February and Loss

February. There has always been something to look forward to in February. Reading week always fell in February in university. Since moving to Alberta, there was always Family Day weekend (a welcome break that BC doesn't have!). And, of course, there is always Valentine's Day. Since 2010, however, I have not looked forward to this month, especially Valentine's Day. This year and the last, the day has snuck up on me and not until a day or two before did I realize what was passing. Valentine's Day was my due date with our angel baby. Two years ago, I should have been holding a newborn. Instead, I was halfway through a new pregnancy but still grieving the loss from the summer before. I remember feeling so off balance that year. I was excited to be pregnant, but I was also sad for what I had lost. And the guilt. Oh the guilt. I felt guilty for being happy about being pregnant because it felt like I was betraying the baby I lost. But then I felt guilty for feeling guilty because it felt like that guilt was betraying the current pregnancy.

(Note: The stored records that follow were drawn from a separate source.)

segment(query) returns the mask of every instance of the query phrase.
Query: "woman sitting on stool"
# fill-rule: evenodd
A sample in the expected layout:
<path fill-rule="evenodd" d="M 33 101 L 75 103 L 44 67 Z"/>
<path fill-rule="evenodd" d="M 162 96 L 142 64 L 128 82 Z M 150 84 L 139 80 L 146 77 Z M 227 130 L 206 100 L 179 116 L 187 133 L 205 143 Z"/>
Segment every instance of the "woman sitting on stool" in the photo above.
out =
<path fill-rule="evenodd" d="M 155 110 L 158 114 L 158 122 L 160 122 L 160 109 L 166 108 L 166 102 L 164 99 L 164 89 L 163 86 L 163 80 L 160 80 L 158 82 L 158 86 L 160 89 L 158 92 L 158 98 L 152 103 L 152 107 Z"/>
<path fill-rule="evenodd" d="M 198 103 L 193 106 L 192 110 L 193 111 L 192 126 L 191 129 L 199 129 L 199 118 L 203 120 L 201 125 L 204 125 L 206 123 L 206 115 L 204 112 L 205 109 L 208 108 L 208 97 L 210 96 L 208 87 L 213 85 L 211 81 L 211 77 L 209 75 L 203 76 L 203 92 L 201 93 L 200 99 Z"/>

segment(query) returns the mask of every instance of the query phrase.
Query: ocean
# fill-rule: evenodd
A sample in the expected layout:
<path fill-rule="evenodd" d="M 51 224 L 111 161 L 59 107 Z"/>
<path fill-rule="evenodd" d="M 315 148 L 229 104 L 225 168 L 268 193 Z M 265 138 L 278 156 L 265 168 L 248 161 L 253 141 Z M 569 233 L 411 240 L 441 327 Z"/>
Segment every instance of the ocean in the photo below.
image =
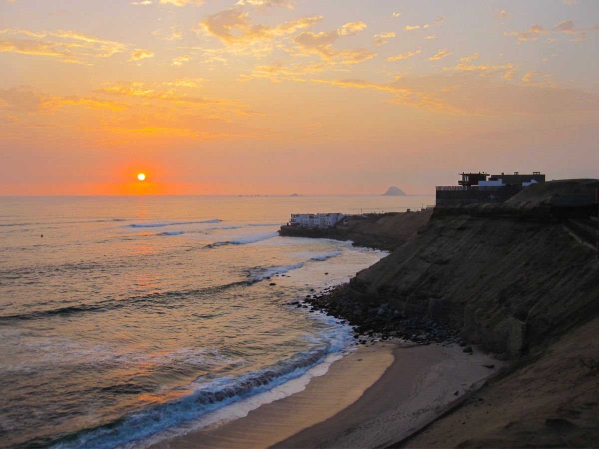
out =
<path fill-rule="evenodd" d="M 289 303 L 386 253 L 277 230 L 432 201 L 0 197 L 0 445 L 144 445 L 301 389 L 353 338 Z"/>

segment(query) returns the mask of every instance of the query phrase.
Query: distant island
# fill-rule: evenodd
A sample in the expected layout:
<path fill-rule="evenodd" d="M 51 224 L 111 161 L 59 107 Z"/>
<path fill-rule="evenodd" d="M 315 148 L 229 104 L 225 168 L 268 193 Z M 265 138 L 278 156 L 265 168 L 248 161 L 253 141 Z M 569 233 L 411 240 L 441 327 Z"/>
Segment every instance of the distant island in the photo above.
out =
<path fill-rule="evenodd" d="M 406 192 L 399 187 L 392 186 L 381 196 L 405 196 Z"/>

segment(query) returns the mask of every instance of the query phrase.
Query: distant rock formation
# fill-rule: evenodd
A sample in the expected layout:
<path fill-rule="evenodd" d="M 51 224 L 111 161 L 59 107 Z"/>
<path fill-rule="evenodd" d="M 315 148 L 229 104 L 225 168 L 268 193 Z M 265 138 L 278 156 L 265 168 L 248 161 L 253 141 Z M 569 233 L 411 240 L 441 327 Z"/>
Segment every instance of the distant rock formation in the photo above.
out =
<path fill-rule="evenodd" d="M 405 196 L 406 192 L 395 186 L 392 186 L 381 196 Z"/>

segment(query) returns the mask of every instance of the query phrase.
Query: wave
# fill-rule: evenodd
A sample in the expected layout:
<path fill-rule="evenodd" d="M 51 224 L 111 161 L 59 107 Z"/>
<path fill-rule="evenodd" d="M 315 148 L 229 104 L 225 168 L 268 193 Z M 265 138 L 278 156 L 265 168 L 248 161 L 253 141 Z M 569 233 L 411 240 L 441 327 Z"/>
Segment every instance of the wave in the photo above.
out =
<path fill-rule="evenodd" d="M 126 219 L 105 219 L 102 220 L 84 220 L 78 222 L 38 222 L 37 223 L 1 223 L 0 226 L 31 226 L 47 224 L 73 224 L 80 223 L 107 223 L 109 222 L 126 222 Z"/>
<path fill-rule="evenodd" d="M 140 296 L 132 296 L 123 299 L 105 299 L 90 304 L 82 303 L 54 309 L 0 315 L 0 325 L 2 324 L 2 322 L 13 320 L 38 320 L 49 317 L 68 316 L 86 312 L 107 312 L 125 307 L 147 308 L 165 305 L 171 308 L 183 307 L 186 305 L 186 301 L 196 301 L 193 298 L 190 298 L 190 295 L 213 295 L 235 287 L 250 286 L 276 274 L 286 273 L 288 271 L 300 268 L 303 266 L 303 262 L 300 262 L 292 265 L 256 266 L 245 271 L 246 278 L 243 280 L 204 289 L 189 290 L 185 292 L 174 291 L 150 293 Z"/>
<path fill-rule="evenodd" d="M 214 242 L 214 243 L 210 243 L 206 245 L 205 247 L 216 248 L 219 246 L 223 246 L 223 245 L 247 245 L 250 243 L 261 242 L 262 240 L 268 240 L 270 238 L 278 236 L 279 234 L 277 232 L 271 232 L 268 234 L 261 234 L 260 235 L 255 235 L 252 237 L 247 237 L 246 238 L 241 238 L 237 240 L 227 240 L 224 242 Z"/>
<path fill-rule="evenodd" d="M 66 435 L 46 444 L 54 447 L 114 447 L 197 418 L 302 375 L 329 354 L 347 347 L 351 340 L 350 331 L 348 326 L 336 327 L 323 336 L 326 341 L 313 349 L 253 372 L 208 382 L 199 378 L 188 386 L 193 390 L 189 395 L 149 405 L 95 429 Z M 28 441 L 25 445 L 35 445 L 36 442 Z"/>
<path fill-rule="evenodd" d="M 326 260 L 327 259 L 331 259 L 331 257 L 336 257 L 340 254 L 340 251 L 333 251 L 331 253 L 327 253 L 326 254 L 321 254 L 320 256 L 314 256 L 314 257 L 310 258 L 310 260 L 320 262 Z"/>
<path fill-rule="evenodd" d="M 244 281 L 245 284 L 254 284 L 260 282 L 268 278 L 272 277 L 276 274 L 282 274 L 291 270 L 301 268 L 304 266 L 303 262 L 295 263 L 293 265 L 283 265 L 282 266 L 258 266 L 255 268 L 247 270 L 248 280 Z"/>
<path fill-rule="evenodd" d="M 128 227 L 162 227 L 162 226 L 170 226 L 176 224 L 197 224 L 202 223 L 220 223 L 223 220 L 219 219 L 213 220 L 204 220 L 201 222 L 171 222 L 168 223 L 134 223 L 127 224 Z"/>

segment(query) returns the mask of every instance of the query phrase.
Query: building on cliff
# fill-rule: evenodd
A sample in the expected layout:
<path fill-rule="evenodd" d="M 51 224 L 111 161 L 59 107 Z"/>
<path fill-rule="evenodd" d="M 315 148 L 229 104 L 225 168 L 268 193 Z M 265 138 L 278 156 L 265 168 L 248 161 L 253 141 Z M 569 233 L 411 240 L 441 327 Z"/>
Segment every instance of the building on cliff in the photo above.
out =
<path fill-rule="evenodd" d="M 326 229 L 332 227 L 346 216 L 338 212 L 327 214 L 292 214 L 288 226 Z"/>
<path fill-rule="evenodd" d="M 437 206 L 501 203 L 531 184 L 545 182 L 545 175 L 538 171 L 522 175 L 518 172 L 513 175 L 489 175 L 486 172 L 459 174 L 462 179 L 458 181 L 458 185 L 435 187 Z"/>

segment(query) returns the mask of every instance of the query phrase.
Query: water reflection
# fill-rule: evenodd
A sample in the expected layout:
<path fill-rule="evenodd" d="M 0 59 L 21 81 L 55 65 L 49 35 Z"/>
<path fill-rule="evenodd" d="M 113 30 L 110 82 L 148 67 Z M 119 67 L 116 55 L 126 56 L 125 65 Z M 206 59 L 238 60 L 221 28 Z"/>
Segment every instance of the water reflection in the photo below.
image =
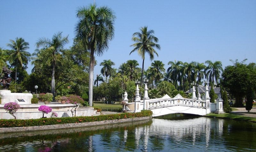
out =
<path fill-rule="evenodd" d="M 3 151 L 252 151 L 255 124 L 173 114 L 142 122 L 0 136 Z"/>

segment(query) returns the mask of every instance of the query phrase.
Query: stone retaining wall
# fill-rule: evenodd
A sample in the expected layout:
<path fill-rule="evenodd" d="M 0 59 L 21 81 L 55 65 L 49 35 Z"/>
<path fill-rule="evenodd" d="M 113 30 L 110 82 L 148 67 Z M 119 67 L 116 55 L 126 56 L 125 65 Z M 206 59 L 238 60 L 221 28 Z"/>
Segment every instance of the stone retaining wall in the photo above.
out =
<path fill-rule="evenodd" d="M 151 117 L 148 116 L 122 119 L 116 119 L 112 120 L 105 120 L 95 122 L 89 122 L 84 123 L 66 124 L 55 124 L 54 125 L 33 126 L 31 127 L 1 128 L 0 128 L 0 133 L 13 132 L 29 132 L 38 130 L 67 129 L 71 128 L 77 128 L 89 126 L 97 126 L 98 125 L 111 124 L 118 123 L 139 121 L 140 120 L 149 119 Z"/>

Don't get me wrong, I am extremely grateful and happy that we have E. He is truly my life's happiness, and I can't imagine what I would do without him. But I can't help but feel sad when I think about the life that was not to be. Who would that little one have been? Would she have my thick hair? Would she have her father's outgoing personality? Even two and a half years later, I still wonder and think about what might have been. I spoke to my Nana a few months after miscarrying in an email. She lost several babies throughout her life, and her youngest daughter died shortly after birth. This is what she told me:
What I was thinking about was whether it was the same for you as it was for me, many years ago when I lost a baby, everyone just ignored it as if it never happened and that it meant nothing to me. It really hurt especially when we lost Michele. To this day I can see her and always wished I'd gotten to at least touch her. Things were different in those days.
So, even many, many years after a loss it still hurts. Other friends and family I have spoken to that have lost babies tell me that they still think about their lost babies too. So, I know I am not alone. And that brings a little comfort to me. And yet, it makes me angry at the same time. I wish that nobody had to join this awful club of mothers who have lost babies. The member list should have zero names on it.

Valentine's Day will forever hold a different meaning for me. A time to celebrate our love, but a time to be thankful as well for what we have. And when mrblueberry and I celebrate our love, I will also be saying a little prayer for the life that brought us closer together.